他のアセトアミノフェン製剤ではコカールが有名ですが、こちらも細粒は山本化学工業より原薬を入手しているため、今後は注意が必要です。

しかし、山本化学工業のアセトアミノフェン出荷停止を受けて、これらの製剤も品薄になる可能性はありますので、情報収集を継続して行いましょう。

普段使っていない製剤だと、製剤中のアセトアミノフェン量が異なってくる場合があるから、注意した方がいいカモ。

医師へ現状と在庫を伝えること

処方医は、備蓄用として安易に処方してくることがあります。普段は問題なかったとしても(保険適応上は大問題ですが)、今回のようなカロナールの品薄状態の際は大問題です。

小児科の門前薬局などにお勤めの方は特に、医師との情報共有が重要です。

「今回の騒動の原因(メーカーからの資料を持参するのが確実です)」「自施設に備蓄しているカロナールはどのくらいなのか」「このくらいの処方ペースだとどのくらい持つのか」を伝えましょう。

冬に向けて需要が高まることが予想されます。
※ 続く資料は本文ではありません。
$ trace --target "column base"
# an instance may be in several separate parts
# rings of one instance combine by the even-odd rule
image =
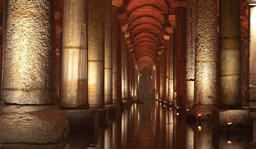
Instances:
[[[201,119],[212,120],[212,109],[214,105],[194,104],[186,115],[186,121],[188,123],[194,123],[199,119],[198,115],[201,115]]]
[[[5,148],[62,148],[69,123],[54,105],[0,107],[0,147]]]
[[[248,109],[238,110],[214,109],[213,129],[220,133],[226,133],[228,123],[232,123],[230,126],[231,133],[244,133],[252,131],[252,119],[250,117]]]
[[[92,131],[98,129],[99,113],[96,109],[62,110],[69,123],[70,131]]]

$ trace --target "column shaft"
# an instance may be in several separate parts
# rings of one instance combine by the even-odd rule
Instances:
[[[60,105],[84,108],[88,107],[86,4],[65,0],[64,5]]]
[[[220,109],[241,107],[240,3],[220,1]]]
[[[173,33],[170,34],[169,78],[168,82],[168,102],[173,102]]]
[[[11,104],[51,104],[56,96],[50,1],[8,3],[3,99]]]
[[[186,97],[188,108],[194,104],[194,62],[196,52],[196,0],[187,1],[187,61],[186,66]]]
[[[112,0],[106,1],[105,11],[105,104],[112,104]]]
[[[186,8],[176,8],[176,47],[177,51],[177,102],[181,109],[186,101]]]
[[[194,102],[214,105],[218,51],[216,0],[198,1],[197,10]]]
[[[118,22],[117,12],[118,8],[112,6],[112,50],[113,100],[117,100],[117,69],[118,67]]]
[[[104,108],[105,3],[87,1],[88,98],[90,108]]]

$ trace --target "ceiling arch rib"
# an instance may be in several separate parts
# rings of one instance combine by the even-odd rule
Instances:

重い容態の子供が苦しまないように、軽症の子や保護者からの要請での処方には応じないよう、医師に申し出たほうが良いでしょう。

筆者の施設の近隣の開業医の先生は、普段カロナールやアンヒバを5回分ずつ処方していましたが、今回の事態を受けて3回分までに処方を抑えたり、解熱剤の処方自体が減りました。

不要な処方が多かったとは言いませんが、そこまで高熱でなければカロナールを使用する機会が無いことも見受けられます。
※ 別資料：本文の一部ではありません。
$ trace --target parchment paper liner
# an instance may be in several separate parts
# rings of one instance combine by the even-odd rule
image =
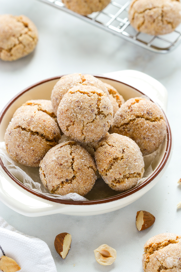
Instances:
[[[144,157],[145,172],[143,178],[139,181],[137,185],[144,181],[153,173],[153,165],[157,165],[157,163],[163,153],[164,146],[164,141],[157,151]],[[48,196],[52,198],[85,201],[105,198],[120,193],[111,189],[102,179],[99,179],[96,181],[92,190],[85,196],[86,198],[76,193],[71,193],[63,196],[52,194],[49,193],[42,183],[39,175],[39,167],[27,167],[16,163],[8,153],[4,142],[0,142],[0,157],[4,166],[10,173],[25,185],[37,193]],[[154,167],[153,168],[154,169]]]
「本当にこの子にカロナールは必要か?」そう考えながら調剤を行いましょう。

本来は予防的な投薬には保険は使えないカモ。そこも覚えておいたほうがいいカモ。

患者さん宅に在庫を抱えていないか?

医師が必要以上に処方しているケースでよくあるのが、患者さん宅にカロナールの在庫がたくさんあることです。

特に熱がなくても、保護者から「もし熱が上がった時のために備蓄が欲しい!」という申し出があった場合、医師も「少しくらいなら」と出してしまうことがあります。

品薄状態の現状でのその行為は許せませんが、今まで処方された分が自宅に残っている可能性があります。

カロナールは体重で投与量を決めますので、かなり昔のものですと効果は期待できませんし、カロナール細粒の場合は品質にも問題が生じることがあります。

直近の体重変動を確認して、前回投与量と噛み合う場合は、アンヒバ坐薬くらいなら在庫を利用してもらう手段も考えましょう。

診察時に医師から在庫を聞いてもらうのがスムーズですので、現状の在庫を医師に伝えるタイミングで、お願いしてみるのがいいかもしれません。

小さいお子さんのいる家庭では、冷蔵庫にカロナール坐剤やアンヒバ坐剤を備蓄していることが多々あるカモ。

こういう時だけでなく、普段から坐剤の残薬について確認をしておいたほうがいいカモ。

供給再開の目処は立っています!

品薄状態が続き、現在は出荷規制がかかっているカロナールですが、山本化学工業の再稼働のめどが立っていますので、11月より順次供給が再開する見込みです。

今までと同程度の供給になるにはまだ時間がかかるかもしれませんが、市場からカロナール細粒が消える!なんていう事態は防げそうです。

しかし、供給のめどが立ったからと言って油断は禁物です。10月現在、すでにインフルエンザの患者さんがあらわれており、2017年度はインフルエンザのワクチン供給が間に合っていない状況です。

インフルエンザにかかった小児が解熱剤で使用できるのは、アセトアミノフェンのみです。

品薄の現状では、インフルエンザが猛威を振るった場合間に合わない可能性があります。

安定供給が行われるようになるまでは、上記の通りしっかりと対策を取り、業界全体で協力して、カロナールの節約を行いましょう。